Postmaster General John Potter is expected to ask Congress Thursday for up to $10 billion to help the cash-strapped U.S. Postal Service deal with effects of the Sept. 11 and anthrax attacks.
Potter, with the support of most industry groups, will ask the Senate Appropriations Committee, chaired by Sen. Robert Byrd (D-WVA) to support the special appropriation when he details the postal service’s sagging financial condition.
Robert McLean, Mailers Council executive director, predicted that Potter would ask for “between $6 billion and $10 billion.” He said that money would cover postal service costs of buying, installing and training postal personnel in the use of irradiation equipment to free the mail stream of anthrax.
Without a special infusion of money from the federal government, McLean said the USPS, which is seeking its third rate increase in less than two years, would have to seek even higher rates.
Neal Denton, Alliance of Nonprofit Mailers executive director agreed, saying that “Congress has to come in and rescue the postal service because if it doesn’t we may be seeing the end of the national mail network as we know it.”
Noting that there are still a lot of unseen costs resulting from both the anthrax and Sept. 11 terrorist attacks, Denton saw Potter asking Congress for at least $7 billion.
Direct Marketing Association senior vice president Jerry Cerasale also supported Potter’s request for a special appropriation.
“We think that the security of the mail and trying to keep the mail as a viable option [of communication for direct marketers] is an important cog in the national economy and congress should make every effort to keep the USPS afloat and as secure as possible,” he said.
Without a federal bailout, the USPS would have to look to mailers to pick up the costs with “a rate increase so great that it would force many of them out of business,” Cerasale said.
Tuesday, in a report to the postal service’s Board of Governors Richard Strasser, CFO/executive vice president, said that during the last two months mail volume dropped 10%, resulting in a loss of $500 million, lifting the deficit for the year to just about $1.4 billion. (DIRECT Newsline, Nov. 7).
If Congress grants the special appropriation it would be the first time in has done so in 20 years.
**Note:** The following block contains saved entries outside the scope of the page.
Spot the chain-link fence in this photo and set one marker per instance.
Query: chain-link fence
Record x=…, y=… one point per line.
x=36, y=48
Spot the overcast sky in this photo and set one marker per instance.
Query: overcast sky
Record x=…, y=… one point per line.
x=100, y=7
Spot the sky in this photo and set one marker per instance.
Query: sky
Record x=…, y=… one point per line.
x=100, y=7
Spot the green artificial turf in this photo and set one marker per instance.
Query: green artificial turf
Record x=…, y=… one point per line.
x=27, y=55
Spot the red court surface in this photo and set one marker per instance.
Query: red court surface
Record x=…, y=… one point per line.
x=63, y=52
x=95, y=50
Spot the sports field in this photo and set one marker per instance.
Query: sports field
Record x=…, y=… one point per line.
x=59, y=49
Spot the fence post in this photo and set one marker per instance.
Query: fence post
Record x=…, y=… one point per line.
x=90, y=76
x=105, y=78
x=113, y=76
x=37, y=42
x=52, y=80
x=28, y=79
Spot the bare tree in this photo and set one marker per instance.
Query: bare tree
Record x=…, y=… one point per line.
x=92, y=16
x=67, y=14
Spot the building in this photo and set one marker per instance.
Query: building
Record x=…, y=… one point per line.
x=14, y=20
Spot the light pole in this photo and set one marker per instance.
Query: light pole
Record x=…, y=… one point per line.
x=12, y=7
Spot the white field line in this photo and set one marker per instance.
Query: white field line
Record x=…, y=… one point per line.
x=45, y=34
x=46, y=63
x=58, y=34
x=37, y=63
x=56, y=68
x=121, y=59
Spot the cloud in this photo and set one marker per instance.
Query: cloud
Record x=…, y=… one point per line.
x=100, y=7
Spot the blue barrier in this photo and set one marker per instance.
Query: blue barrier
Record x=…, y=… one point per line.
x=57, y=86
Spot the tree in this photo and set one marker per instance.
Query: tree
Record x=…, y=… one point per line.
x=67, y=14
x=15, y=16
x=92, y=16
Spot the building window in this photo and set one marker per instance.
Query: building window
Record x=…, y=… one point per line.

In 1981, the government gave the USPS $486 million to help it stay afloat and a year later it gave the USPS $12.1 million.
While Potter and other postal officials would not discuss Potter’s request or what he will tell the panel, several industry officials predicted that the PMG will ask for more than just $5 billion.
In a related development, the USPS has raised its reward offer for information about the anthrax attacks to $1.25 million, thanks to a $250,000 contribution from saturation mail firm Advo.